At the risk of sounding cliche, this is temporary and you will get through it, and I need to keep telling myself the same thing. I’ve actually started to despise gym culture and despite still absorbing similar content, I can feel my drive switching away from it. I am determined to make a positive out of my current situation. My lat is not going to be a long-term concern, but my adductor is making me afraid to do any legs right now and it even occasionally hurts a great deal when I walk - which makes me useless when trying to coach the girls football. Rehab is not working at all and I may need to look into some kind of surgery.

My wrist injury made me focus on losing that extra 20lbs I’d been carrying since my dreamer bulk. Long-term that must be a blessing.

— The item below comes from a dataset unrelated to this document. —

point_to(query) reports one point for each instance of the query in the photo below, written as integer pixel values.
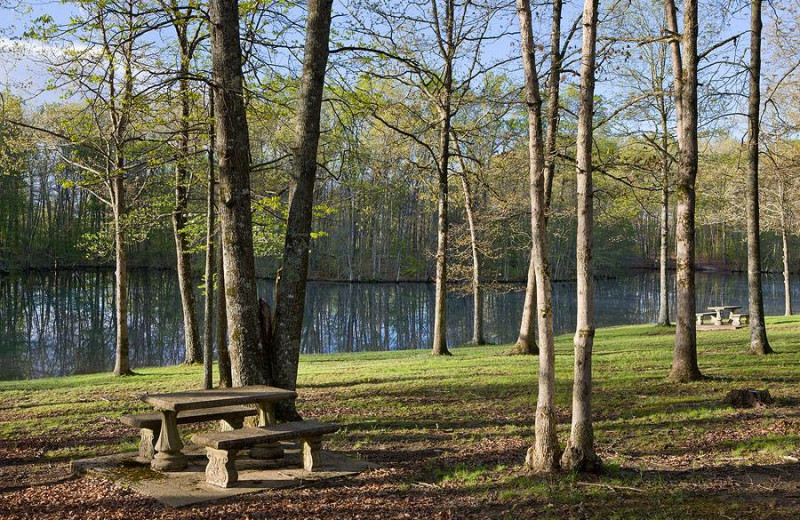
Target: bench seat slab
(246, 437)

I’ve started actually doing a bit of regular cardio in my current situation which I endeavor to keep up, but I think the lesson this time around for me is I’m not trying to be a powerlifter OR a bodybuilder, why am I drawing such inspiration and putting so much of my headspace into it? I can be dedicated and move forward in strength and aesthetics without micromanaging so much, constantly toying with different ideas. Enjoyment is KEY and I need to fall in love with the gym again without worrying about my insecurities.

The only reason you and I read so much is because we love it, and this topsy-turving you like to do serves nothing but to hinder progress. I believe reading Andy Bakers Upper Lower Hypertrophy could solve this for you as it did for me. It completely silenced my overthinking a long time ago. It’s not a program, but a teaching of a method that will allow you to see how many of the hypertrophy programs you see aren’t unique and all follow the same principles in slightly different packages. By the end you’ll be able to come up with something YOU want, that YOU believe in, that YOU’LL enjoy. That time you gain back can then be spent on more productive things.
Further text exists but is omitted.